We included into the retrospective study 49 patients who undergone multiparametric MRI of the SIJs due to the clinical suspicion of axSpA.
All examinations were performed between January 2017 and August 2018.
The inclusion criteria were: clinical suspicion of sacroiliitis in the course of axSpA and age between 18 and 45 years.
The exclusion criteria were: age <18 or >45 years,
the lack of clinical data about the reason of referral,
patients with a history of sacroiliac region trauma or neoplasm.
The mean age of qualified patients was 28.9±8.5 years (range 18 - 43 years),
the percentage of females was 63.3% (n=31),
while males 36.7% (n=18).
All examinations were performed in 3.0 Tesla MRI scanner (Achieva,
Philips Healthcare,
Amsterdam,
Netherlands) with the use of 8 channel phased-array XL-torso body matrix coil.
Both SIJs were imaged simultaneously from the anterior to the posterior border in the coronal oblique plane,
parallel to the long axis of the sacral bone.
MR images were retrospectively assessed in random order by two independent observers,
aware of the clinical suspicion of axSpA,
blinded to patients’ identities and clinical findings.
In every patient,
such sequences were individually evaluated: STIR combined with T1-weighted sequence (structural joint assessment),
DWI sequence with b=0 and 800 with ADC map and DCE sequence.
In order to standardize the visual assessment of these sequences,
we used the SPARCC (Spondyloarthritis Research Consortium of Canada) score,
with slight modifications (without the evaluation of depth and intensity of the inflammatory lesions).
In every sequence,
8 sections,
with the longest visible part of the SIJ articular surface (>1 cm),
were chosen.
On every section,
each SIJ was divided into 4 quadrants (upper iliac,
upper sacral,
lower iliac,
lower sacral),
what finally made the number of 64 quadrants evaluated in every sequence.

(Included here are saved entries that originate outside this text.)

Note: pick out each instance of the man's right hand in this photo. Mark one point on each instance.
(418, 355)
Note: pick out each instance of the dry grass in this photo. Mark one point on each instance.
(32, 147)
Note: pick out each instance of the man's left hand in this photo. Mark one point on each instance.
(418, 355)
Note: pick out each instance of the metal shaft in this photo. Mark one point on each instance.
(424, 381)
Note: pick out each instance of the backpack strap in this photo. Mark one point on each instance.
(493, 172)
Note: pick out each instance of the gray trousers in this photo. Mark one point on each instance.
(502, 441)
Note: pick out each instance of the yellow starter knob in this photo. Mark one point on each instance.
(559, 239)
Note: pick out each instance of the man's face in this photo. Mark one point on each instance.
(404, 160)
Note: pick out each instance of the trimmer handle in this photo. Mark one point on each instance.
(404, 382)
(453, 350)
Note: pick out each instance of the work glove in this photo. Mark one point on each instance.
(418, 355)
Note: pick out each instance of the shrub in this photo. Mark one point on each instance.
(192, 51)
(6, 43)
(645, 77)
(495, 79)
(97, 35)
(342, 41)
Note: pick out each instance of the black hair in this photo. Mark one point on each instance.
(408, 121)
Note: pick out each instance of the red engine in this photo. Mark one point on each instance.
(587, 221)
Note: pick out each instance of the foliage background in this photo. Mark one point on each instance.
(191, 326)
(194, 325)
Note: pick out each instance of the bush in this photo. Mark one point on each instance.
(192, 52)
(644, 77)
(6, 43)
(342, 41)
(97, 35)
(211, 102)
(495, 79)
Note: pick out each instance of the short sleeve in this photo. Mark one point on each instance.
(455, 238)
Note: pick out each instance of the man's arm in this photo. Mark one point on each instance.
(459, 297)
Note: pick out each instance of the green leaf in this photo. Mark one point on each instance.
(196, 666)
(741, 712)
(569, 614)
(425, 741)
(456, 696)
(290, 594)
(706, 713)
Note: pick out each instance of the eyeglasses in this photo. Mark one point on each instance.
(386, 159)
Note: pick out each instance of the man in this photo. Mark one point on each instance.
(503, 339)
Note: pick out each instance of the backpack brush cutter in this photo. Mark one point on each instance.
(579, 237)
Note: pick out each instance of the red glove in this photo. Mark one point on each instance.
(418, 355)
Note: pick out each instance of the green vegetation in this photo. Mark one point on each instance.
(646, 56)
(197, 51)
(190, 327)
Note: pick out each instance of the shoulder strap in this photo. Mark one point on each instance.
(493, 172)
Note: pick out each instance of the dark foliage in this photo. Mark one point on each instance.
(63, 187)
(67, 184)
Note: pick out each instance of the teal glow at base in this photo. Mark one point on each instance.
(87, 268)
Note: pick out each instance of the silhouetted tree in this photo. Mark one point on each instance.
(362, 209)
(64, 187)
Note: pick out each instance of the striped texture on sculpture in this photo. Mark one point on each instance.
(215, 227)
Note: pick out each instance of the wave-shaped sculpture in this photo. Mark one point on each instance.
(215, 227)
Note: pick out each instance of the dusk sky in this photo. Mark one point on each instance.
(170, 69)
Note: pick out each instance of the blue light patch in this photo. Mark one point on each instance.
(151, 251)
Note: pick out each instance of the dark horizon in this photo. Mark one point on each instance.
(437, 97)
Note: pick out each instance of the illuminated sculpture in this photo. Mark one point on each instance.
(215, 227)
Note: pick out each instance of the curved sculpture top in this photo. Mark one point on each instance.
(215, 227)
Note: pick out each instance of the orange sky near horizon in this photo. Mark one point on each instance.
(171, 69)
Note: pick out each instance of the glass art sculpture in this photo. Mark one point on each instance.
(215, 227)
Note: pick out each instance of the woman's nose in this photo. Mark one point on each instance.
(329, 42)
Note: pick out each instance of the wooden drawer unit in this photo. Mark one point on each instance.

Each quadrant was separately analysed for the presence of bone marrow oedema/osteitis related to the inflammatory sacroiliitis – the presence of typical subchondral bone marrow oedema lesion (STIR) or restricted diffusion (DWI,
ADC) or contrast enhancement (DCE) was marked as 1,
and the lack of these signs as 0.
Moreover,
every SIJ was assessed in STIR sequence for the presence of other signs of acute inflammatory sacroiliitis – enthesitis,
capsulitis,
and synovitis.
If the active inflammatory lesion according to ASAS criteria was identified in at least one joint of particular patient in the STIR sequence,
a patient was qualified to the group with ASAS positive sacroiliitis.
If particular patient belonged to an ASAS positive sacroiliitis group and additionally had at least one typical axSpA feature,
according to ASAS criteria,
in the next step that patient was included into ASAS axSpA imaging arm positive group.
As only patients suspected of axSpA were included into our study,
there was not any patient fulfilling the clinical arm of ASAS criteria.